Monday, August 28, 2017

It Seemed Like a Good Idea at the Time...

Mr D. had a week off of work two weeks back. He said we should consider painting the living room, which was a most awful brown (who does that?) and went to check out colors. I was categorically uninterested because I am a lazy woman who mostly has no interest in moving the living room contents into the kitchen for however long this fool's errand would take.

He went to look at samples and brought home paint.

Well crap.

He and the children moved everything to the kitchen and prepared to paint. It was all finished in one day and it all happened so quickly I hardly had time to process what was going on.

The paint had hardly dried when he starts in on the carpet. To be fair, it was disgusting and he was so gung ho I told him to go to town. He asked if I was serious and I had hardly reiterated my stance when he gleefully started tearing up the carpet.




The house was filled with dust and the scent of a hundred years of dog, but the carpet was up and we were left with bare concrete. And after the stank had settled the air was so fresh! Fresher than it has ever been!

Here's the thing, though. I can't live in such shambles indefinitely (did that as a kid, didn't like it, won't do it again) so this happened when we went to "look" at laminate.




As we are a handy dandy (with a healthy dose of cheap) family...



Until finally...




I'm pretty pleased with the results as it saved us a metric ton of money, but it also was a great learning experience for the kids because it required working together while they learn something new. My one great parenting goal is to teach my children, specifically my daughters, how to be self sufficient. 

It's working!

Mere minutes after completing this project, Mr.D asked if he could pull up the carpet in the classroom. I told him he totally could! In ten years. He said he wants it to be our next project and I nodded enthusiastically while repeating, "in ten years." He said he could always just pull the carpet up and force my hand. I agreed but reminded him he'd best be prepared to put floors in the next day. 

He calmed down a hair. I don't think I can put him off for ten years, but maybe I bought myself at least one.

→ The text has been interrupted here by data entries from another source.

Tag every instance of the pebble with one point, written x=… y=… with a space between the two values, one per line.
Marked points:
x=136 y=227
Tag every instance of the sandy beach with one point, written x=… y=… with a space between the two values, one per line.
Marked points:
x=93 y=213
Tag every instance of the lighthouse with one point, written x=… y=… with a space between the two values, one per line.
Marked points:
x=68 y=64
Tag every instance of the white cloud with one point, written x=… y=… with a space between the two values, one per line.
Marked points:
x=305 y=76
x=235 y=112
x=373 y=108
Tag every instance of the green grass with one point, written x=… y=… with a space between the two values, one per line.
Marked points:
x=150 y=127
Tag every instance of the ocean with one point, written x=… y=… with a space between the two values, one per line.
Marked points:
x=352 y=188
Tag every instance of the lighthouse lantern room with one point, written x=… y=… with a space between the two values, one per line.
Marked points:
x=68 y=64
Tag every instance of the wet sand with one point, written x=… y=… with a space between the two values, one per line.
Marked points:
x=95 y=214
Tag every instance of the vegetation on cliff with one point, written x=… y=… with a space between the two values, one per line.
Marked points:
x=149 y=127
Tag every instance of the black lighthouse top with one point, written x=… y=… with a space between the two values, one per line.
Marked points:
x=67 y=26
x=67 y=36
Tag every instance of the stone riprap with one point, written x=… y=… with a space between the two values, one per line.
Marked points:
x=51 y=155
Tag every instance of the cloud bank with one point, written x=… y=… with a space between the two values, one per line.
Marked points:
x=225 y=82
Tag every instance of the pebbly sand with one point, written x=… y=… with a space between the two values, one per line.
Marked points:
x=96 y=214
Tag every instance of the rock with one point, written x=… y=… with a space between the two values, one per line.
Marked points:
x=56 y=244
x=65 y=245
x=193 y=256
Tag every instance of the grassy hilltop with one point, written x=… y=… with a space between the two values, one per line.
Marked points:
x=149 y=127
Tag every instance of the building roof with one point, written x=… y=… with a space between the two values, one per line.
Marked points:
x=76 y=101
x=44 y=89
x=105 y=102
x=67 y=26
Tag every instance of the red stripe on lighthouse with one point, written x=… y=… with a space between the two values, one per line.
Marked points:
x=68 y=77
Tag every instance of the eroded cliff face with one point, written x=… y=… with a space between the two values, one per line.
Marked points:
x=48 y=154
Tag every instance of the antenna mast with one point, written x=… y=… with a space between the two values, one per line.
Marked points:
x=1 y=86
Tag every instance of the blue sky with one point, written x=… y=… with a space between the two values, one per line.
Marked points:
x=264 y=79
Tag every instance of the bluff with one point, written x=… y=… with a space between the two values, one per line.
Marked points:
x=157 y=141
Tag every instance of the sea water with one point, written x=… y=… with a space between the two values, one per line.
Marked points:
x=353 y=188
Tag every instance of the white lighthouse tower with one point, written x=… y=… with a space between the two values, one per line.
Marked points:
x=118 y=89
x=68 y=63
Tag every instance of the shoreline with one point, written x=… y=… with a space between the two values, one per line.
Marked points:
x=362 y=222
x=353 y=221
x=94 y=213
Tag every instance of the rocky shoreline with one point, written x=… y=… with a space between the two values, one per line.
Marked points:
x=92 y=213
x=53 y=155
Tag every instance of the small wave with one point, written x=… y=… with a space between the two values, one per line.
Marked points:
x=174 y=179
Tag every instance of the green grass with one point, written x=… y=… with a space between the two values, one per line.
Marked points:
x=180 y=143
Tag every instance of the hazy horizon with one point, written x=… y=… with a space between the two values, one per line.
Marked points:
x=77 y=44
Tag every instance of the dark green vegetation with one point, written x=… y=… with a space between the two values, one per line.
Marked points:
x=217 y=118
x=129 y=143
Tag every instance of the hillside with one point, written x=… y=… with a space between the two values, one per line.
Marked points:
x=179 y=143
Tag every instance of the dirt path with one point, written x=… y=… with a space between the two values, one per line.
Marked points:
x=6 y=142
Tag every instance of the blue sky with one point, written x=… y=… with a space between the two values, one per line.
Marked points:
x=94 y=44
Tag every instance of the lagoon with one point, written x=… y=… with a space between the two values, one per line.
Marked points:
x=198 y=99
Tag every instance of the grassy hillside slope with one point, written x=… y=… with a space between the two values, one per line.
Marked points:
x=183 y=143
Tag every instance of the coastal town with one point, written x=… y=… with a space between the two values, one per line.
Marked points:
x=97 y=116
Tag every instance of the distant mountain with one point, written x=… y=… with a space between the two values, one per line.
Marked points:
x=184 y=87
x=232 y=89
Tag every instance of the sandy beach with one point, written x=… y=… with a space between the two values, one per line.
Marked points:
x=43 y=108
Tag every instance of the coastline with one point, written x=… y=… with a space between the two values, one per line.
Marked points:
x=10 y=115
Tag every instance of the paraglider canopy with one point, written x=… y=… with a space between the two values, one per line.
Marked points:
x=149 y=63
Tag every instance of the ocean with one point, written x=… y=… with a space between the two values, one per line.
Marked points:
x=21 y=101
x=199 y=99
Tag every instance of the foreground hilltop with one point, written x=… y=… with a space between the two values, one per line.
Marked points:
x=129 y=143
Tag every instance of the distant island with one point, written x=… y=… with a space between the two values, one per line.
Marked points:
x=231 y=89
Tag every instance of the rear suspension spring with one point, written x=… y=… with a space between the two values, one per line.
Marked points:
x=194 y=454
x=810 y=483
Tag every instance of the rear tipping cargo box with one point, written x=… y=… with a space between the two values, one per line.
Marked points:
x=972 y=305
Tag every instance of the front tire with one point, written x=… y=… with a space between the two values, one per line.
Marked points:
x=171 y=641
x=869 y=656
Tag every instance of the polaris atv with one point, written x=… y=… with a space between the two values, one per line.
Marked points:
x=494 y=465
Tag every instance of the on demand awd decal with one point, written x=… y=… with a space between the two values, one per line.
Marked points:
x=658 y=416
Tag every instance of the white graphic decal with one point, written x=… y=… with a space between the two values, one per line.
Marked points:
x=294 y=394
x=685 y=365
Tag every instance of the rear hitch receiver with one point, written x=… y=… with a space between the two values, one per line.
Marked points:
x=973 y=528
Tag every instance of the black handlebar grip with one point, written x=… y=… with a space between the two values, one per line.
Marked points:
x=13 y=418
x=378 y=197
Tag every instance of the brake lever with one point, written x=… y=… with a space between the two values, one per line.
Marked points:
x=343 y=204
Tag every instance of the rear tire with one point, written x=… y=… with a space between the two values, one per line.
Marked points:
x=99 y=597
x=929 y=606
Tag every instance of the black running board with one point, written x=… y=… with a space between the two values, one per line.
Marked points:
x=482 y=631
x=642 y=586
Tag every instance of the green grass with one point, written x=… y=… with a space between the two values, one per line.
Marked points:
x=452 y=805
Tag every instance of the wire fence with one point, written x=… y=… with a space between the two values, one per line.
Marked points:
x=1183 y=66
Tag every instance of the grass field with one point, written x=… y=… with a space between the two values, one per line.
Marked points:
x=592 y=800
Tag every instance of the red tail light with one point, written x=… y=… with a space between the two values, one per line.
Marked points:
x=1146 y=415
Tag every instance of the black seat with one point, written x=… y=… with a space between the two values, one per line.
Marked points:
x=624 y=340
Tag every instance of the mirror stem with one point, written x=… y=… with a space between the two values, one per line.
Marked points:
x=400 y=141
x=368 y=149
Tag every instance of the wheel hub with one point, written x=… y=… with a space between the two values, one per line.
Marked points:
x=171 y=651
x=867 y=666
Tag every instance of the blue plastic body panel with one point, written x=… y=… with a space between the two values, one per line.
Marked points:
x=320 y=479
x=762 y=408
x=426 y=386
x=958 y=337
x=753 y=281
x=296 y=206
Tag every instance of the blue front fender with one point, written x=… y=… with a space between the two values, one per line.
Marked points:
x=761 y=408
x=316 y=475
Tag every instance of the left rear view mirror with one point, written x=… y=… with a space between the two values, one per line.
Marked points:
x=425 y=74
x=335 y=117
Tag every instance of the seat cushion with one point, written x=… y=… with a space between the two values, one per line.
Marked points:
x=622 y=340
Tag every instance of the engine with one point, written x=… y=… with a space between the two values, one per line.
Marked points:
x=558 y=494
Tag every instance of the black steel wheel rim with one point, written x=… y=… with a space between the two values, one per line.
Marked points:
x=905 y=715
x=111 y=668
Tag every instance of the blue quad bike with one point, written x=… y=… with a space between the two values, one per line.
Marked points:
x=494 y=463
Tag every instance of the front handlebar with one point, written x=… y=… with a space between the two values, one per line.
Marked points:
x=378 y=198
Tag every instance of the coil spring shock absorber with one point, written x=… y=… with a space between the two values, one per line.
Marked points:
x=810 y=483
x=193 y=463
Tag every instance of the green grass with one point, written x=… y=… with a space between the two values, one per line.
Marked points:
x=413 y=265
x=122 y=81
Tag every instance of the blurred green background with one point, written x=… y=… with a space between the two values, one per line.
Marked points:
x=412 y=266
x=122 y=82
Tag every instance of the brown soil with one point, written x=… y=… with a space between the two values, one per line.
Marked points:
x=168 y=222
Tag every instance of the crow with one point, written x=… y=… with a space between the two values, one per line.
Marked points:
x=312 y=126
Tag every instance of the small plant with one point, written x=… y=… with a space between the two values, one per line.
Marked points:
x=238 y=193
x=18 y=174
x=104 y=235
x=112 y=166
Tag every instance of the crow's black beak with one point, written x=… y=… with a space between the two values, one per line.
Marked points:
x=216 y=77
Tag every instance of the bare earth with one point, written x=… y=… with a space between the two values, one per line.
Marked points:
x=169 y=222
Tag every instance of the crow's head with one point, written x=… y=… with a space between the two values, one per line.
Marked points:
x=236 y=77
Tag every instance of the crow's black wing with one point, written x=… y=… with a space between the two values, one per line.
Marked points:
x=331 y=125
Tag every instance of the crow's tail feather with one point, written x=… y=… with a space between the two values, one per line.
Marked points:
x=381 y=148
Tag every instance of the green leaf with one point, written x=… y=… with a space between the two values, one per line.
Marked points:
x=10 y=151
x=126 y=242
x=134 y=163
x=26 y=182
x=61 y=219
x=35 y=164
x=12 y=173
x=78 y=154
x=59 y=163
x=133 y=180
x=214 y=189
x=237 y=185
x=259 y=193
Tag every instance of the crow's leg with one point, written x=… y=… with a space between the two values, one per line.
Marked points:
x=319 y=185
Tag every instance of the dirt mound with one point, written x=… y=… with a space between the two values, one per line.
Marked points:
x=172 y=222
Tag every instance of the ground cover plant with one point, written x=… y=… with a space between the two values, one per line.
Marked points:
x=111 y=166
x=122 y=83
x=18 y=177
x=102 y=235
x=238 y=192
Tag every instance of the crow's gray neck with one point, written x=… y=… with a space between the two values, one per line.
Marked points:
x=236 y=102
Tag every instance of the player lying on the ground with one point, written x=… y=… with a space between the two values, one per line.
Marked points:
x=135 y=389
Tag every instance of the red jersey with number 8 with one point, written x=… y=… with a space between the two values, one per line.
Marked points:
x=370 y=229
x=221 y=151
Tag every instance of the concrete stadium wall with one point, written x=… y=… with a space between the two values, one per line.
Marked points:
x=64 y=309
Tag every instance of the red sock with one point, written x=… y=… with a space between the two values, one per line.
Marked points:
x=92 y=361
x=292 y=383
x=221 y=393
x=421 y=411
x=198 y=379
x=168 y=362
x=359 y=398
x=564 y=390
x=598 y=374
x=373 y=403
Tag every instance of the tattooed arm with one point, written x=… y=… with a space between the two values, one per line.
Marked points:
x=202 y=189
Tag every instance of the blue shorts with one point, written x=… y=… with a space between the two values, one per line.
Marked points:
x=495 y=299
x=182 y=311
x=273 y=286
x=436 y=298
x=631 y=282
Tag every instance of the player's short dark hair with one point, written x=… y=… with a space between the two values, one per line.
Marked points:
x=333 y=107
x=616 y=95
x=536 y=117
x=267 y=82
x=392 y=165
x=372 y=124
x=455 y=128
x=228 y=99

Now that we are seasoned floor layers I have a few notes.

1.When cutting wood one really should use the saw outside. Or in the garage or anywhere besides inside the house. This one should be obvious, but it was raining and Mr. D didn't want to walk to the other end of the house to the garage. I can't blame him for that, but also it wasn't the best idea.

2. Cover any surface you ever want to see again with some kind of drop cloth. We did not. Also, we moved the furniture to the kitchen where the cutting was taking place. So much dust. Everywhere. Miney wanted to make cookies for her Young Women's class, but we managed to talk her out of it. Which was kind of a tender mercy because while making cookies last night the element in the oven caught fire. Like flames and stuff. That would have been an unpleasant addition to the chaos already in progress. Also, now we have an oven shaped paperweight.

3. Protective eye wear and face masks are essential if you want to breathe and keep your eyesight. They also make it hard to breathe (Irony!) and impossible to see when the lenses of your glasses fog up. I couldn't decide which was worse, permanent blindness while suffocating or temporary blindness while suffocating. Well, at the time it was hard to decide. 

4. Have a buddy available to check your work before cutting the boards. This really only applies when one began the project early in the morning, has come to the 2/3 mark of the project and it's nine o'clock at night. Mr.D mis-cut a couple of pieces. The look of dejection on his face whenever Meenie handed a board back with "it's cut wrong" was soul crushing and comical. However, everything is soul crushing and funny when you're exhausted and breathing sawdust.

5. Baseboards are nasty. Just gross. Also, cement floors are gross. Builders don't care what kind of yuck they leave on the floor because they're just going to cover it. It's like an appalling version of...it's just appalling.

And that's what happens when the man-candy has a week off of work.